Playwright Jiehae Park found inspiration for M and L from the infamous Gibbons twins, June and Jennifer, identical girls who grew up in Wales in the 1960s. June and Jennifer rarely spoke to other people, and moved very slowly, seemingly always in sync with each other. Their story is crime ridden, and resulted in the mysterious death of Jennifer at the age of 29.
Much of the dialogue between the girls is fast paced, with one always finishing the other’s sentence. Kim Klasner and Khloe Alice Lin, who play M and L, respectively, did a lot of work outside of rehearsal to craft the relationship between the sisters. They talked about their own high school experiences, and what they thought the childhood of characters like L and M would be like.
And, according to Klasner, each spent lots and lots of time perfecting the back and forth dialogue. Their hard work is evident, as they seamlessly deliver the line “Me.” “And then-” “You.” “You.” “And then-” “Me.” It is a mantra that they repeat throughout the show as they go about their evil deeds, reaffirming that all they do is with the end goal of both of them attending “The College.”
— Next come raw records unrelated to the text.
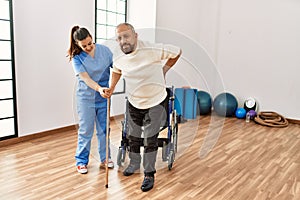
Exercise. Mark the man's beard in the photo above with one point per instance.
(129, 48)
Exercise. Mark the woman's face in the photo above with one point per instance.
(86, 45)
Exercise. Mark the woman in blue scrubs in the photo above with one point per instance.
(91, 63)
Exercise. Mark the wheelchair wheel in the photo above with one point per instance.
(171, 159)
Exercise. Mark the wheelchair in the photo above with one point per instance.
(168, 144)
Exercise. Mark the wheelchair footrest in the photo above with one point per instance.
(162, 142)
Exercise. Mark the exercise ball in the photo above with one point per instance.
(204, 102)
(225, 104)
(240, 113)
(252, 114)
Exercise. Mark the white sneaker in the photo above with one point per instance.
(82, 169)
(109, 165)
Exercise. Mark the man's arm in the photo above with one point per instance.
(170, 62)
(114, 80)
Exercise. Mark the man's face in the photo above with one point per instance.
(126, 38)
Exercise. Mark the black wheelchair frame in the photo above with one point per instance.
(168, 144)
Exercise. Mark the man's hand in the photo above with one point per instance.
(105, 92)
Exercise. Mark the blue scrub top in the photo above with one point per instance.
(97, 68)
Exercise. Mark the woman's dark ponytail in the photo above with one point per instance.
(77, 34)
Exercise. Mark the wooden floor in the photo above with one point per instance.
(248, 161)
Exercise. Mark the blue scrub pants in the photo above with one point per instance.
(89, 114)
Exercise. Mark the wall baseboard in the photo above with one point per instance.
(37, 135)
(293, 121)
(74, 127)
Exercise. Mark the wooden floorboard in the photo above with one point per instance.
(248, 161)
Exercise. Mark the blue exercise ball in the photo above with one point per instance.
(240, 113)
(204, 102)
(225, 104)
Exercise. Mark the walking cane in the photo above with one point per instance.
(107, 141)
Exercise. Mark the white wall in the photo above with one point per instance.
(141, 14)
(45, 78)
(259, 35)
(255, 45)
The versatile set allows the actors to move fluidly from one scene to another, giving the show, which runs for an hour and a half without intermission, an easy pace that keeps the audience engaged. Lighting and sound design complement the story and acting, matching the descent of M and L into madness.
The show deals with a number of hot button issues, including race and suicide. At one point, when the twins are discussing why M was deferred, she says “but I’m a double minority—Asian and a woman!” At another, there is a frank discussion of suicidal thoughts. While the play is a dark satire of the process of college admissions, it also doesn’t lack genuinely humorous moments. Klasner, who plays M, feels that the show does a good job of balancing the heavier topics with the lighter ones, and using them to complement each other. “[It] makes you laugh and catches you off-guard,” she said. “It gives people a good way to approach a topic that usually is hard to bring up.”
In the end, however, peerless wants to grab your attention and make you think.
“We are all just excited to put it out there and talk about everything,” Klasner said. “Our goal is to start conversations.”